Stock market crashes are stressful, and many people aren't sure how to handle them. Some get so worried that they sell stocks to cut their losses. After all, when there's no telling how far the market will fall, selling may seem like the safest solution. At least if you sell, you avoid losing any more money.

That's a decision you could end up regretting later, because it's one of the biggest investing mistakes. To understand why, it's important to know exactly what will happen if you sell stocks during a market crash.

You lock in your losses

When your stocks decrease in value, you might think that you've lost money. That's not entirely accurate. These are known as paper losses. If your $100 investment drops to $80, you have paper losses of $20. But it could be worth $85 next week, and $110 in a few months. Paper losses are impermanent, because stock prices fluctuate. You haven't actually lost money yet.

However, once you sell your stocks at a loss, you've locked in your losses. If you sell your $100 investment at $80, then you've officially taken a $20 loss.
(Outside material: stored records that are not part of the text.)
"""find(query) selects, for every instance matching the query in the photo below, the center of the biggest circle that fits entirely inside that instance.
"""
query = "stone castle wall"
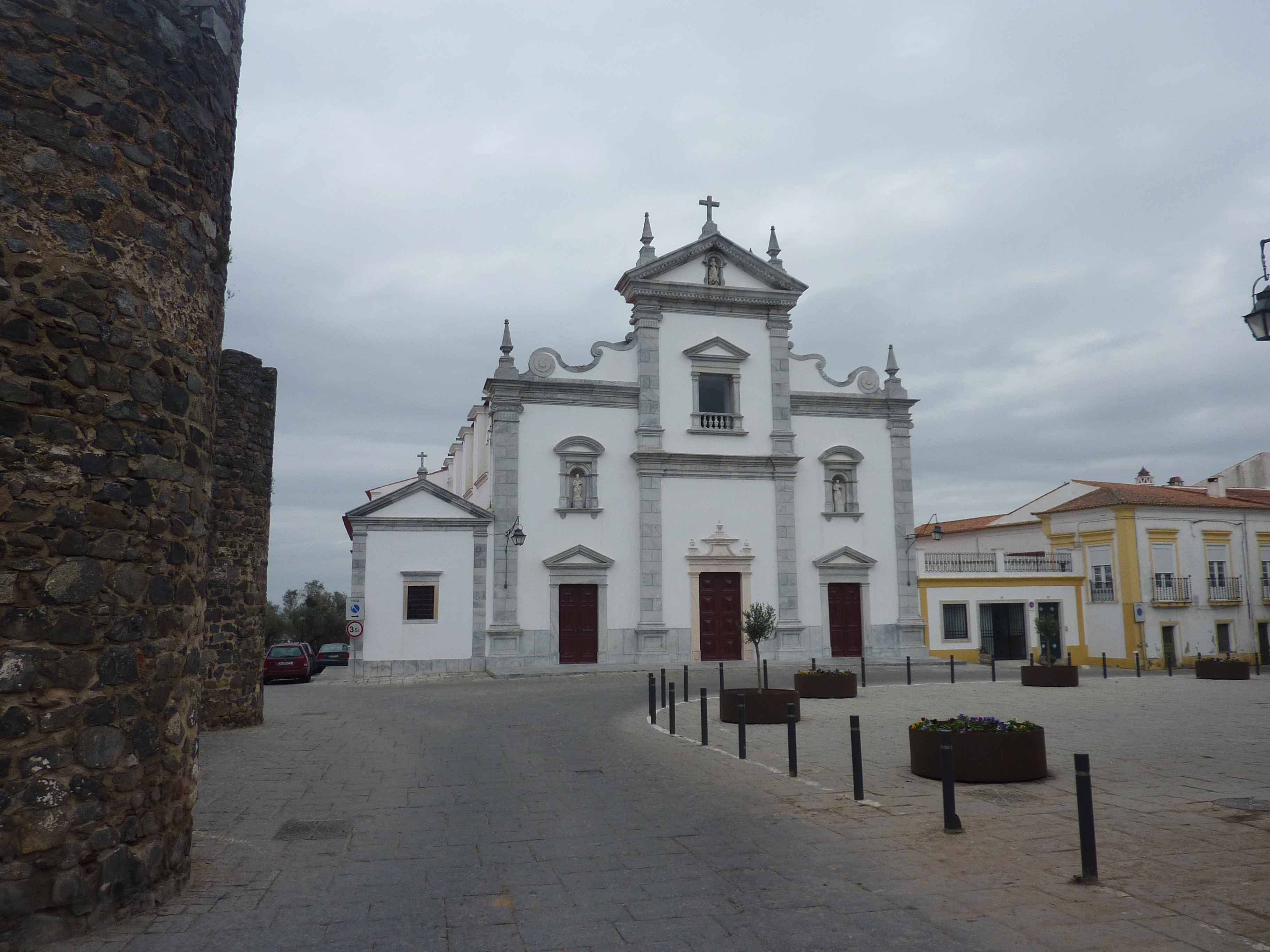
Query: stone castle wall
(117, 122)
(239, 544)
The benefit is that by locking in your losses, you guarantee they won't get any worse. The problem is that a market crash is usually the worst time to sell stocks. You'll most likely be selling at a heavy loss, at a time when prices are at or near a low point.

You'll miss out when the stock market recovers

Every time the U.S. stock market has crashed, it has eventually recovered. It often takes a few years. For example, the S&P 500 (an index of 500 of the largest publicly traded companies on U.S. exchanges) took about two years to recover from the 2008 financial crisis. But this isn't always the case. When the stock market crashed in 2020 due to the COVID-19 pandemic, it recovered in just six months.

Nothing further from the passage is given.